Search Duration
Abstract
In studying consumer search behavior, researchers typically focus on which products consumers add to their consideration sets (the extensive margin of search). In this article, we attempt to additionally study how much consumers search individual products (the intensive margin of search) by analyzing the time they spend searching (search duration). We develop a sequential search model by which consumers who are uncertain (and have prior beliefs) about their match value for a product search to reveal (noisy) signals about it that they then use to update their beliefs in a Bayesian fashion. Search duration, in this context, is an outcome of the decision by a consumer to seek information on the same product multiple times; with a unit of time corresponding to one signal, the more the number of signals sought greater is the search duration. We also show how the model can be used to study revisits, a feature not easily accommodated in Weitzman’s sequential search model. We build on the framework by Chick and Frazier for describing the optimal search rules for the full set of decisions consumers make (which products to search, for how long, in what order, and whether to purchase) and develop the model’s empirical counterpart.
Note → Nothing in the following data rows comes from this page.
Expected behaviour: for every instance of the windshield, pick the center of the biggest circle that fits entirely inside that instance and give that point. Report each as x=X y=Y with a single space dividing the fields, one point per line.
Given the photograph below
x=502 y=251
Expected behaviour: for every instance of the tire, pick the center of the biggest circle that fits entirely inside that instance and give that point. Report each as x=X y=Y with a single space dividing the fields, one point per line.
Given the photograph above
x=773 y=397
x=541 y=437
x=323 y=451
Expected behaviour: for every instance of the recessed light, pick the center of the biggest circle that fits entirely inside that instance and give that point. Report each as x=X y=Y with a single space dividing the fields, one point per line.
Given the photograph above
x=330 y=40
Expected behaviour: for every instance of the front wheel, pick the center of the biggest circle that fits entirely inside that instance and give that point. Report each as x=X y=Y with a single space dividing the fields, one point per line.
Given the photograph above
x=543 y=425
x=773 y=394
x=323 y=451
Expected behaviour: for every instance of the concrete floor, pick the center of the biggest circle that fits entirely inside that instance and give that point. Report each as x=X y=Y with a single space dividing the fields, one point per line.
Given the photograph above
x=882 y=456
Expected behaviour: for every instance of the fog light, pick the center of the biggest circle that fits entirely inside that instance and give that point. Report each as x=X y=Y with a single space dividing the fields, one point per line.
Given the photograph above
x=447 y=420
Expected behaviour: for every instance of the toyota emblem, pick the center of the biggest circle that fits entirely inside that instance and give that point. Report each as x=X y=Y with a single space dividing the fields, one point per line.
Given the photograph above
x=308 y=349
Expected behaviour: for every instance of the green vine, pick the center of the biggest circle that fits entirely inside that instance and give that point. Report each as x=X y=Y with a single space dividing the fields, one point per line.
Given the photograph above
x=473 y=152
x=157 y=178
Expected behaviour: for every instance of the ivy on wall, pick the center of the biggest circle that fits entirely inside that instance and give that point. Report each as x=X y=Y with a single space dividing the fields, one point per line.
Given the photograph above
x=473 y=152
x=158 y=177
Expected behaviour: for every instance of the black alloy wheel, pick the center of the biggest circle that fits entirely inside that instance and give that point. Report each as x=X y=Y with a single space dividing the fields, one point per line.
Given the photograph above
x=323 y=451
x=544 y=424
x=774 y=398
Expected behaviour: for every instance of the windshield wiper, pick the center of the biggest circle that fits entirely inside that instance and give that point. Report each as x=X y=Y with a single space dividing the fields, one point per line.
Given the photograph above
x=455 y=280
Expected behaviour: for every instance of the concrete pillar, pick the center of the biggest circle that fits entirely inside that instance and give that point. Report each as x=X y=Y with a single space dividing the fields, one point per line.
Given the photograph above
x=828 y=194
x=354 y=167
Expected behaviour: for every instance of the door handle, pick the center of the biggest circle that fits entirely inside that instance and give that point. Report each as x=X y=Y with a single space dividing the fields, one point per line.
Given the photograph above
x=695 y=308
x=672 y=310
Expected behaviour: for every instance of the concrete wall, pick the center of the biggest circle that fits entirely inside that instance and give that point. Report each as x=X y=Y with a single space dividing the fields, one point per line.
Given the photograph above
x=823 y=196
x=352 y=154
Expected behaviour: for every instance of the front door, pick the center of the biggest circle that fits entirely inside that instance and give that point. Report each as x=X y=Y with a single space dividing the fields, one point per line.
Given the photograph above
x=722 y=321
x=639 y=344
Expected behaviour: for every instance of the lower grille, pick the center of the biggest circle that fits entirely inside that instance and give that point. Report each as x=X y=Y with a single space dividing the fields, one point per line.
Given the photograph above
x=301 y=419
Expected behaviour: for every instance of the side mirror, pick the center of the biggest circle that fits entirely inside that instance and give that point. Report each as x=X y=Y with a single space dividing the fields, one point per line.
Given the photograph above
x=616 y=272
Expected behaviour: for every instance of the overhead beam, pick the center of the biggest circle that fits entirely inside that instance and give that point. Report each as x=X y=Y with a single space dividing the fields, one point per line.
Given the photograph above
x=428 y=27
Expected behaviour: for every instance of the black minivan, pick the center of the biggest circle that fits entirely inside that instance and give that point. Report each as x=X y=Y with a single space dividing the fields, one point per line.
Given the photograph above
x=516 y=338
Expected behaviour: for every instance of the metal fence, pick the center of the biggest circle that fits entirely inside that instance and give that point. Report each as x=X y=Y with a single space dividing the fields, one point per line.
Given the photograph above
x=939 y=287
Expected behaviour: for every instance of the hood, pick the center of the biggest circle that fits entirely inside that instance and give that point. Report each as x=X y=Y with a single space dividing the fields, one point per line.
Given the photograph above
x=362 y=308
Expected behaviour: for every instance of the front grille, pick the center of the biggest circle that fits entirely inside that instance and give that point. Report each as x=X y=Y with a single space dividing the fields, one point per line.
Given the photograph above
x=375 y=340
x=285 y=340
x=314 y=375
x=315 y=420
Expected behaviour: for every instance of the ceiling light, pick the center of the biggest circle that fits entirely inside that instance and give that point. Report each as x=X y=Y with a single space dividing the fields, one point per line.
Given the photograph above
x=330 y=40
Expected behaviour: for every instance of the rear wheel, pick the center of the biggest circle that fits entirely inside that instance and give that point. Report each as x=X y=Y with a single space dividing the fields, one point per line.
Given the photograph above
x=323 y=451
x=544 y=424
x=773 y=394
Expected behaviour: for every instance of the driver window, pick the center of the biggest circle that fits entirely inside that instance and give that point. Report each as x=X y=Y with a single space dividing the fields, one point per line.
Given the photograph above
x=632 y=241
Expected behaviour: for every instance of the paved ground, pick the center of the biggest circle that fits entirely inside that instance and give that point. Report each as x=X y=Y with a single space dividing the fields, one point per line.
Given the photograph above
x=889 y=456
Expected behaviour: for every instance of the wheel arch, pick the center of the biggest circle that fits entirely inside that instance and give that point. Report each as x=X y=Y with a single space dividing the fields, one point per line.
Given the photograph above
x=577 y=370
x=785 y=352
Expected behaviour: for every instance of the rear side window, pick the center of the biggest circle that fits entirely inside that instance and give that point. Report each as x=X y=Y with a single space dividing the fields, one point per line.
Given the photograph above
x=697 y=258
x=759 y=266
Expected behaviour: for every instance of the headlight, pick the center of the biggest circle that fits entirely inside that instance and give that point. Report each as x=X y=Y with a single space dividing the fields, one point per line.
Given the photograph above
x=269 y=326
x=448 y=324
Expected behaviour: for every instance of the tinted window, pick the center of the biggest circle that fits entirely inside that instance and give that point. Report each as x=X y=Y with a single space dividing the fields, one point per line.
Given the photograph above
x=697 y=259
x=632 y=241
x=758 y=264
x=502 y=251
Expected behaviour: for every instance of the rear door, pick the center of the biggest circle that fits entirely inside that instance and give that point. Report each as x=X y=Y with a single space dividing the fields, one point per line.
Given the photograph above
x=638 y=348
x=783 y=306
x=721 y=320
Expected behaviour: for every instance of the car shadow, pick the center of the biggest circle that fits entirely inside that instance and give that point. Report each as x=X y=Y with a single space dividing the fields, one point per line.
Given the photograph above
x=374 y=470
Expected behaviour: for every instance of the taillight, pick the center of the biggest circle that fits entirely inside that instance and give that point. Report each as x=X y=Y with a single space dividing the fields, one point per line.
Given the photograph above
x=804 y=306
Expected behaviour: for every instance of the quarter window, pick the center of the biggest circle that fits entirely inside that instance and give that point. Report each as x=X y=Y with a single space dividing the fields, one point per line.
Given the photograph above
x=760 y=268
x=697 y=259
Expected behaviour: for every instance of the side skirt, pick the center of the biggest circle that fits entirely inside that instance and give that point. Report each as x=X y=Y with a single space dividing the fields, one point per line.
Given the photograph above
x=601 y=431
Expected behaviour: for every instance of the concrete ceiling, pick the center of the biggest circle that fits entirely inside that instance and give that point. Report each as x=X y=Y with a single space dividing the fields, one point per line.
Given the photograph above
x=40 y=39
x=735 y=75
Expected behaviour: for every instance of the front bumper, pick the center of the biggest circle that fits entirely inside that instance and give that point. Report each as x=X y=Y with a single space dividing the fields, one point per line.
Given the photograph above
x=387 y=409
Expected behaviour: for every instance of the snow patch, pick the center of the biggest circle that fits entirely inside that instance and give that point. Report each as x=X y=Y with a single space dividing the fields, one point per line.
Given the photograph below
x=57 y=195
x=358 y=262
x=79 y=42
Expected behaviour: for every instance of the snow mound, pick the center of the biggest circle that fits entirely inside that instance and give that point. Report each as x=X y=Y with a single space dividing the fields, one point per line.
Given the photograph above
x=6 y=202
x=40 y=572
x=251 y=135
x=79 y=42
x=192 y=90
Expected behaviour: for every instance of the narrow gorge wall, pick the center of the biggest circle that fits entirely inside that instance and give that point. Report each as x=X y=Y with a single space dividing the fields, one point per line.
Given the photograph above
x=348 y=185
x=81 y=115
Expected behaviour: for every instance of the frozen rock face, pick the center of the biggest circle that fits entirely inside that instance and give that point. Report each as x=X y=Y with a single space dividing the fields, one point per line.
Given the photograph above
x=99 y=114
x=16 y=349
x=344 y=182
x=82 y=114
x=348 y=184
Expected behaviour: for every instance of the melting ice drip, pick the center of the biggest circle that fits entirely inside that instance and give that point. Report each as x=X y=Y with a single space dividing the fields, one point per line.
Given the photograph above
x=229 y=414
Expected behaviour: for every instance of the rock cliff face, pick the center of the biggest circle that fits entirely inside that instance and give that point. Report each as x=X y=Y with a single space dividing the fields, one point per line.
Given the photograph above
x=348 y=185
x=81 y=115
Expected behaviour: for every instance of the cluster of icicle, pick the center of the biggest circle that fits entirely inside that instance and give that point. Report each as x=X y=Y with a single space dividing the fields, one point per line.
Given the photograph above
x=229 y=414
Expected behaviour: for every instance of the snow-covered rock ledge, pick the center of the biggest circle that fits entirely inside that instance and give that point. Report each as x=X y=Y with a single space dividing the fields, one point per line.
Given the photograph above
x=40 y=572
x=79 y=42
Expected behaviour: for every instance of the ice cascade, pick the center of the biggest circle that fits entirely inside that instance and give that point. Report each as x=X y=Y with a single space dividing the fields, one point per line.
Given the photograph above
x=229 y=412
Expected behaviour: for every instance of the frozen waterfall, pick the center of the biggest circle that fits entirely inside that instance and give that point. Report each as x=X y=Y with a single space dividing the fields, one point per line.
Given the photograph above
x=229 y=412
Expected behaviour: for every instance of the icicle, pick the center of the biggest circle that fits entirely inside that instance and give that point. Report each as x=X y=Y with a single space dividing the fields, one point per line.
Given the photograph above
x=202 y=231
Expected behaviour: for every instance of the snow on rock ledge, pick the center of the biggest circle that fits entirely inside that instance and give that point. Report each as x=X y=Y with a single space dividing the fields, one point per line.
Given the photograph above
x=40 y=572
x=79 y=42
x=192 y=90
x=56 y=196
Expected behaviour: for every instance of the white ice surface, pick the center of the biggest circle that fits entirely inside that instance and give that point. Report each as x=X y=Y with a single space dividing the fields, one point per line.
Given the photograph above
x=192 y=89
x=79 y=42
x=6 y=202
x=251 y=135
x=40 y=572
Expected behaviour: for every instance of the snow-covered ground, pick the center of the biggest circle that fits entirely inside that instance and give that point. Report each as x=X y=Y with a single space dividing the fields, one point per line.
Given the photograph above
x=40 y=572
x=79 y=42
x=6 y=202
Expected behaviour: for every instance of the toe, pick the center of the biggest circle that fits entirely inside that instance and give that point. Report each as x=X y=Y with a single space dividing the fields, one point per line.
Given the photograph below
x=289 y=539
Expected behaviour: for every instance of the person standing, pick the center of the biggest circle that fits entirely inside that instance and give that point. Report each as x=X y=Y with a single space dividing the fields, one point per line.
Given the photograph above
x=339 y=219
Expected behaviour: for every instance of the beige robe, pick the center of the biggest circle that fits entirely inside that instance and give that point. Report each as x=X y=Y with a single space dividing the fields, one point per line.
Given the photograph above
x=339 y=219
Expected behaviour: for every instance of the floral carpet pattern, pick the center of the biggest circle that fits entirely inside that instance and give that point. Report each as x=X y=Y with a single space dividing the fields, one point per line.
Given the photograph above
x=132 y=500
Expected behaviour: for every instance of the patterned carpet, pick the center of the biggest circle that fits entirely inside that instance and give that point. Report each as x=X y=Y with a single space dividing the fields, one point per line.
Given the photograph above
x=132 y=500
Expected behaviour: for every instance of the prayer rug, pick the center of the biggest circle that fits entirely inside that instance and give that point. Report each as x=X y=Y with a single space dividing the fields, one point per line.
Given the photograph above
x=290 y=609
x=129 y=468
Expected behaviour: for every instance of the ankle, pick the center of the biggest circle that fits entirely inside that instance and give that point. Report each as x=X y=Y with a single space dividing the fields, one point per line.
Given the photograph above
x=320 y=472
We estimate the proposed model using data on consumers searching for restaurants online. We document that search duration is considerable, even when consumers search few restaurants, and that restaurants that are searched longer are more likely to be purchased. Using our model, we quantify preferences and search costs, as well as consumer prior beliefs, providing additional insights into consumers’ search process. Finally, we develop managerial implications related to the amount of information companies should provide to consumers, given that this will affect search duration and thus search and purchase decisions.